# Is there a place in the Oklahoma City Metro area that sells transfer paper?



## dualdesigner (Jul 6, 2006)

I was wondering if there is a business in the Oklahoma City Metro area that sales transfer paper. I am currently out and have lots of orders to fill and really do not have time to wait on paper to be shipped. Or if there is someone in the OKC area that has a bulk of transfer paper that would want to sale some, would you respond also? I would appreciate any advice or help. Thanks so much!


----------



## cdieger (Jan 2, 2009)

dualdesigner said:


> I was wondering if there is a business in the Oklahoma City Metro area that sales transfer paper. I am currently out and have lots of orders to fill and really do not have time to wait on paper to be shipped. Or if there is someone in the OKC area that has a bulk of transfer paper that would want to sale some, would you respond also? I would appreciate any advice or help. Thanks so much!

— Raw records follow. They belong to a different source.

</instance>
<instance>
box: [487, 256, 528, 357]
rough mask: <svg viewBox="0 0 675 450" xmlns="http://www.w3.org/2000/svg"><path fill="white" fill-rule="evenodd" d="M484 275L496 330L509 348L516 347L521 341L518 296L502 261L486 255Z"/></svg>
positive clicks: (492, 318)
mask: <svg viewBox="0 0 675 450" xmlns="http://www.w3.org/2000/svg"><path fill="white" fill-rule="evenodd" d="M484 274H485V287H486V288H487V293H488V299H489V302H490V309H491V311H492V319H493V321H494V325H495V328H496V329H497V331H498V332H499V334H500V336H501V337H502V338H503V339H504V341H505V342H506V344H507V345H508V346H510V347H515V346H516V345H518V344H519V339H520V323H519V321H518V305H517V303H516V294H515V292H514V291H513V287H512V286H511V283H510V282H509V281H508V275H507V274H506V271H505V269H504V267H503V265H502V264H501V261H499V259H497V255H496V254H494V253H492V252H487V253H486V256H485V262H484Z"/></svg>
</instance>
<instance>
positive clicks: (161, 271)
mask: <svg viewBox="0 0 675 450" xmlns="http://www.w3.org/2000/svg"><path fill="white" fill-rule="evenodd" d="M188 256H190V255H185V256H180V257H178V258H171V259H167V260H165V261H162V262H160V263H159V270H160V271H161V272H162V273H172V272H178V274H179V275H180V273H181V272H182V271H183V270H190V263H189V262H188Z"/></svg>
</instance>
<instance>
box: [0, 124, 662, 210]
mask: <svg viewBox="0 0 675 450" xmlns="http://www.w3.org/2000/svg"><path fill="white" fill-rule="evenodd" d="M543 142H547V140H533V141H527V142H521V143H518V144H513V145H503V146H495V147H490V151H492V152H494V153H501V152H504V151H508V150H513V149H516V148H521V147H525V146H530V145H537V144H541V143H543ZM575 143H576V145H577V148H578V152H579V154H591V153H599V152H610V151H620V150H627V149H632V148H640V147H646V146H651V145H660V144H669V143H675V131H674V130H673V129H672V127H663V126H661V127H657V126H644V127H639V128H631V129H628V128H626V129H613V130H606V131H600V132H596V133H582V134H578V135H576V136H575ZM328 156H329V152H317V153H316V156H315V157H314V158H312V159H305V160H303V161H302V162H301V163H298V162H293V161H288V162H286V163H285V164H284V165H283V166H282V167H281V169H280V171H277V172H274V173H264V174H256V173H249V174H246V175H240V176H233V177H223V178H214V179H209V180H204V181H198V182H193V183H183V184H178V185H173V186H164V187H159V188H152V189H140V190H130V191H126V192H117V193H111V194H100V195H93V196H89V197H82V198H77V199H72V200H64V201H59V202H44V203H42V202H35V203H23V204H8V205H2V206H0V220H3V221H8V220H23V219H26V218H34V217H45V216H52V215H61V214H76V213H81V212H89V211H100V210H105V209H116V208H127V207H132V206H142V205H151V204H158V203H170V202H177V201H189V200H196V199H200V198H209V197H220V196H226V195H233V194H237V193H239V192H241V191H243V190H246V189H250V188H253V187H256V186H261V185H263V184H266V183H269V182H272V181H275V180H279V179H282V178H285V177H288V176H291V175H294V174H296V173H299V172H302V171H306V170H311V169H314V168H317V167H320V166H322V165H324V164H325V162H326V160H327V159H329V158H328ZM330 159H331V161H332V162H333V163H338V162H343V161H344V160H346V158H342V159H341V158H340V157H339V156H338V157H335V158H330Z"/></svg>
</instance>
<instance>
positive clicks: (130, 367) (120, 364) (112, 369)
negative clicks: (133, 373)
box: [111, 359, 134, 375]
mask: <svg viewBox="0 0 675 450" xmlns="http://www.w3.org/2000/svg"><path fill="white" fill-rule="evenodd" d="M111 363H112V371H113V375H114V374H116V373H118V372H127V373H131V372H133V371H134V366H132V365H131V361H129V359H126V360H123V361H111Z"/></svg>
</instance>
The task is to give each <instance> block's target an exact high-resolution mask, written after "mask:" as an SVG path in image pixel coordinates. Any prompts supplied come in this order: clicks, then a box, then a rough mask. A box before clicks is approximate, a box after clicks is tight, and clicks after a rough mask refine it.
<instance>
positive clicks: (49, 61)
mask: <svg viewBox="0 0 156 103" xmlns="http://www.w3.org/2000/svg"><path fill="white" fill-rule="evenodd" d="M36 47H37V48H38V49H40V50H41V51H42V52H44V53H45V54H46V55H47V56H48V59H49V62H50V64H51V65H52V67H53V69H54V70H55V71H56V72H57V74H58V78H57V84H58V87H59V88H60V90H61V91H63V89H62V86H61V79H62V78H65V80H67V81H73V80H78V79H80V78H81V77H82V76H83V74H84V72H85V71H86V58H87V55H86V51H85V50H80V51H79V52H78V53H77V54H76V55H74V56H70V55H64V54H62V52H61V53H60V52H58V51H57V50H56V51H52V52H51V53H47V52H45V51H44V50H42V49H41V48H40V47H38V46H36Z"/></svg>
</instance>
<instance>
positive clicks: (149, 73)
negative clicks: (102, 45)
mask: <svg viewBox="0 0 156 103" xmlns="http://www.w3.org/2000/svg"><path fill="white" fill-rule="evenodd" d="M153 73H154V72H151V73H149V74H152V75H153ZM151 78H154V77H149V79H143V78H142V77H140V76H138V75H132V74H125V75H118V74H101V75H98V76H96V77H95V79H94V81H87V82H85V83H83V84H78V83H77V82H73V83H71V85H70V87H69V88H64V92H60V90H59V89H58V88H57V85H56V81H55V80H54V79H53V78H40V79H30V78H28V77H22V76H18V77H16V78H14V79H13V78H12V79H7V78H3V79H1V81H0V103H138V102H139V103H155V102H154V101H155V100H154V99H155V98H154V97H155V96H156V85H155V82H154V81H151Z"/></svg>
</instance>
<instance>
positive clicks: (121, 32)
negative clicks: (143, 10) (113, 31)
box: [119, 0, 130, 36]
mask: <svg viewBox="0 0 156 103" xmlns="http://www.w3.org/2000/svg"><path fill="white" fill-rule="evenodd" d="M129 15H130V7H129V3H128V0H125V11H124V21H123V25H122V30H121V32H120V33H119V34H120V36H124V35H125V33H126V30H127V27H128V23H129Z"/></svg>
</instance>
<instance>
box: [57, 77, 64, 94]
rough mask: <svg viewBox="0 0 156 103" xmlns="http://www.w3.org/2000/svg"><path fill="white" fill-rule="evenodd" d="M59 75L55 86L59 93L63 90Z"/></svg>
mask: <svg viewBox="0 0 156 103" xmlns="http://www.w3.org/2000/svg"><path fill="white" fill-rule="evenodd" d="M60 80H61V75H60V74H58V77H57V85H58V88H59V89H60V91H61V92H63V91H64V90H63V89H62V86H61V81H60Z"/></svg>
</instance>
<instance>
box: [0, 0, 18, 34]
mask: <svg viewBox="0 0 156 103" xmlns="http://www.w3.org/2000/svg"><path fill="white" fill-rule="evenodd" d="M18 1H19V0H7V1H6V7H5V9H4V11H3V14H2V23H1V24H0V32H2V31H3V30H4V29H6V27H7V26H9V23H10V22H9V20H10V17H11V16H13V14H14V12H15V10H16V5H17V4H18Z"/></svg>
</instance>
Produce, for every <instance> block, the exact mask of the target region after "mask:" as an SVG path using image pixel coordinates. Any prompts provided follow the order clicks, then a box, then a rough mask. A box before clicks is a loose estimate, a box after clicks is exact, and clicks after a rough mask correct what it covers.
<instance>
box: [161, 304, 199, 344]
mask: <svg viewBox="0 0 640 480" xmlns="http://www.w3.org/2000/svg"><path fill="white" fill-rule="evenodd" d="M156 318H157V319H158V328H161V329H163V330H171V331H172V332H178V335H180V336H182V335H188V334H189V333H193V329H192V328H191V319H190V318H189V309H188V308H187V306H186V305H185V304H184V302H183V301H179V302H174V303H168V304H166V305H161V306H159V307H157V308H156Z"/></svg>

You might try Printa Systems for Heat Transfer paper. They charge $70 for 100 sheets or offer lesser quantities, but they do offer the dimensions of paper you stated.


----------



## charles95405 (Feb 1, 2007)

Heat Transfer, Dye Sublimation and Engraving Equipment & Supplies Source is located in Okla City....not too far from the capitol...give them a call...


----------